Currently there are more than 100 anesthesiology-based
pain medicine fellowship programs, all of which are
accredited by the Accreditation Council for Graduate
Medical Education (ACGME) via the Anesthesiology Residency
Review Committee (RRC). This accreditation oversight
via RRC allows its members to have unique vantage
points from which to view subspecialty pain medicine
training and the educational continuum. For emphasis,
ACGME is a private, nonprofit council that evaluates
and accredits medical residency programs in the United
States and whose primary mission is to promote the
quality of residency education for the next generation
of physicians and to contribute to safe and effective
patient care. The members of the Anesthesiology RRC
are practicing anesthesiologists with original nomination
through the American Board of Anesthesiology, American
Medical Association and ASA.
One of the considerations used by RRC when evaluating
pain medicine training is whether the curriculum and
length of training continuum is of sufficient duration
to cover the breadth of knowledge required by pain
medicine subspecialists to care effectively for patients.

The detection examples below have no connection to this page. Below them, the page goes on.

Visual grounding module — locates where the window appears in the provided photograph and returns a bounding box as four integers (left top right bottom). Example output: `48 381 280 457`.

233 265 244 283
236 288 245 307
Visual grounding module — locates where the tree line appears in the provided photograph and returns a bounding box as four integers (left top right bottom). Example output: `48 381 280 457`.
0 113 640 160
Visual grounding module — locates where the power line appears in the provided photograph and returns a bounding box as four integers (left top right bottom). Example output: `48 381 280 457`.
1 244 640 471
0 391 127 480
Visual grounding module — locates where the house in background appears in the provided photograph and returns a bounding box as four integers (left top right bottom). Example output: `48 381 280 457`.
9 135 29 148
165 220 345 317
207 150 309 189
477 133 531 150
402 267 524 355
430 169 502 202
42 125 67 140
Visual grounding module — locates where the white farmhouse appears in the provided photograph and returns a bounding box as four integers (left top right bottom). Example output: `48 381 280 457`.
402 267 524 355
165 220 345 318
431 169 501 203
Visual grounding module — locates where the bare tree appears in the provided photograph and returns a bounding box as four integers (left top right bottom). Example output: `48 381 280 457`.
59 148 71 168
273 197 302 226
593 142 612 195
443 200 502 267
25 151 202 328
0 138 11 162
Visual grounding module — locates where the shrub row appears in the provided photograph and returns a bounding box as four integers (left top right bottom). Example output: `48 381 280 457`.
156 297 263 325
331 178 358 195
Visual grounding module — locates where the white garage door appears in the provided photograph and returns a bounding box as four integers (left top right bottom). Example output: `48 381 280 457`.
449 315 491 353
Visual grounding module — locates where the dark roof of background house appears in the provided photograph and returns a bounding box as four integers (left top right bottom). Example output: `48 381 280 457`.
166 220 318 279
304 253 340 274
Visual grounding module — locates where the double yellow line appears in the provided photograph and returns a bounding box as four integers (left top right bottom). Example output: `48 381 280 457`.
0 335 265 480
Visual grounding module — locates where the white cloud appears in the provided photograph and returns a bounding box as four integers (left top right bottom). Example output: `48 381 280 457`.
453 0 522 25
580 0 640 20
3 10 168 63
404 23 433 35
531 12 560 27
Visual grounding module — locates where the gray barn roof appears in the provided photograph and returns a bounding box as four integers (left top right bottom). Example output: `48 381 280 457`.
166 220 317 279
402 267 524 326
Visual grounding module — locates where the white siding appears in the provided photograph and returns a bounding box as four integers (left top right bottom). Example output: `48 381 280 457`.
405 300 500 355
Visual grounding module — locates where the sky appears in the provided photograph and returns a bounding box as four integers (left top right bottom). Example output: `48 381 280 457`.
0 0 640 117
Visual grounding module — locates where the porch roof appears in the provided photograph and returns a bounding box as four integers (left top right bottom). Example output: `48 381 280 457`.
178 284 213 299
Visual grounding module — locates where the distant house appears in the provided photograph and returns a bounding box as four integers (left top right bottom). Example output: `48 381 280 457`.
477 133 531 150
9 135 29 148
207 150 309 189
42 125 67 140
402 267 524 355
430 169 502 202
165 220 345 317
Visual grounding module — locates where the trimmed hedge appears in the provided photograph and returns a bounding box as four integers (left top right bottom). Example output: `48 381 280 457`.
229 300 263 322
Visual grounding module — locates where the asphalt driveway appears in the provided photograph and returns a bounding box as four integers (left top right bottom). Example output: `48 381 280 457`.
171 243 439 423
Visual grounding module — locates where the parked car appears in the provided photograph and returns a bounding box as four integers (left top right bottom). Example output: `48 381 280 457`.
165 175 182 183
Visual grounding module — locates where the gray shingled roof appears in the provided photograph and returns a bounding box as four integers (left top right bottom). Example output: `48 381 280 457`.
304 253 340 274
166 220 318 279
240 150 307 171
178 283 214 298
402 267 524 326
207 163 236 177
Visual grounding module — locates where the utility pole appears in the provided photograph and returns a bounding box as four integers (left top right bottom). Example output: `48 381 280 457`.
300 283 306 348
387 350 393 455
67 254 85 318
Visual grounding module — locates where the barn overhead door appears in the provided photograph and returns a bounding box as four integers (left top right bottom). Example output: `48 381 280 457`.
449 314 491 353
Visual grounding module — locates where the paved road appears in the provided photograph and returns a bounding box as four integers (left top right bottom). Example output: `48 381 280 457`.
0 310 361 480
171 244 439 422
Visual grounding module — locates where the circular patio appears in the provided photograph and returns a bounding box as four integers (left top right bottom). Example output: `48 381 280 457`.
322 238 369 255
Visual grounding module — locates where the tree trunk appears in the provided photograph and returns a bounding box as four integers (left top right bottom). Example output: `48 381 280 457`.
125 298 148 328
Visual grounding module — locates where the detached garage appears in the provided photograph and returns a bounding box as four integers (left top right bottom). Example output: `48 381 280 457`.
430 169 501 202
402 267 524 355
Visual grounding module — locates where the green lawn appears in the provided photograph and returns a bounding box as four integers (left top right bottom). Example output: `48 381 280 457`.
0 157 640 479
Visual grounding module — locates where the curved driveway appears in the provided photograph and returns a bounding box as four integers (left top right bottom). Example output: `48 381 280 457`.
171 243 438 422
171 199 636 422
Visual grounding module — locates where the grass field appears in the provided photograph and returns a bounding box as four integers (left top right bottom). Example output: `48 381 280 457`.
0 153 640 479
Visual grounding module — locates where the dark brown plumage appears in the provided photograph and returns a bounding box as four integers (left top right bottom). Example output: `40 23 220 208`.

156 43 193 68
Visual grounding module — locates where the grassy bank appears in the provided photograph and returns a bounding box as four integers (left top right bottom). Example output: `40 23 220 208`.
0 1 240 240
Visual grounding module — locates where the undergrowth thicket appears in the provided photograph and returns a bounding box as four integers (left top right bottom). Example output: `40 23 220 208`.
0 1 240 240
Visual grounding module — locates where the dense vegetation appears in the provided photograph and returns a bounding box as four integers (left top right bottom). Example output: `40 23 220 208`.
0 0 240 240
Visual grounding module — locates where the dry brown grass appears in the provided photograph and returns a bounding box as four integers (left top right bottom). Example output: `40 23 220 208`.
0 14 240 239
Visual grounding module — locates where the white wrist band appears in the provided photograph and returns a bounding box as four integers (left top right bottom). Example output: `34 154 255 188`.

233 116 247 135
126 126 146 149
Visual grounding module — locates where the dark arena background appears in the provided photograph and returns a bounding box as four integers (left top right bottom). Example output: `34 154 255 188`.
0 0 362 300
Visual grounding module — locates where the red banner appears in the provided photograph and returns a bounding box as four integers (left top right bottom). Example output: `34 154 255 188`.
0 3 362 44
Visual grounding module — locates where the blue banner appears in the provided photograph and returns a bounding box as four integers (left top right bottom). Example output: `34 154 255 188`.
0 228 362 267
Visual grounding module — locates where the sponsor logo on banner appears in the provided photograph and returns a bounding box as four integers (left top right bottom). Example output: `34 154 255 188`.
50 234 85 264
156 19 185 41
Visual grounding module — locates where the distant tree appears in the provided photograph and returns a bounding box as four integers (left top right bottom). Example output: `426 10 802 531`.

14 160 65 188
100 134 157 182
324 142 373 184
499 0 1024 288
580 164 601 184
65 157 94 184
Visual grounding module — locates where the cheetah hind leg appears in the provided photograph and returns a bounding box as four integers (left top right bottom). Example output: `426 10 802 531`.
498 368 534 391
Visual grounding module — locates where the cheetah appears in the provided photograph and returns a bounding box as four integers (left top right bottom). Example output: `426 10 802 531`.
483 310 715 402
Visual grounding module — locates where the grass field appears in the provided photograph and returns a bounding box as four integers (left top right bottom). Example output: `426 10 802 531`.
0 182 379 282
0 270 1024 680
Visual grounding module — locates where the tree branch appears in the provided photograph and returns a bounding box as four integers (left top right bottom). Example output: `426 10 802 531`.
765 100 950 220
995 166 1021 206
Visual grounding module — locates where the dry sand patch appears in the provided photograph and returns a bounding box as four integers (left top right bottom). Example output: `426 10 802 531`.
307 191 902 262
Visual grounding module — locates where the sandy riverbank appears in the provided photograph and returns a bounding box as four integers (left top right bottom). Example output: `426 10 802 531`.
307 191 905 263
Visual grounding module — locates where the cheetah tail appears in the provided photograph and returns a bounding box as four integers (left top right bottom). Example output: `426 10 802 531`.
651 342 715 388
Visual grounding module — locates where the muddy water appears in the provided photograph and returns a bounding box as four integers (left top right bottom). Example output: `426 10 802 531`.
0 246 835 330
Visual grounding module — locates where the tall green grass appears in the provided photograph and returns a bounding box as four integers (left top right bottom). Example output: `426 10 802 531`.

At present, many voice their opinion that the training
continuum needs to be lengthened to allow for the
expanding knowledge of pain medicine patient care
to be covered effectively. There is a developing sense
that an additional six months of training and education
will help to cover the growing information about this
area of medicine. This lengthening of the training
continuum to produce more comprehensively trained
physicians may be less problematic than many believe.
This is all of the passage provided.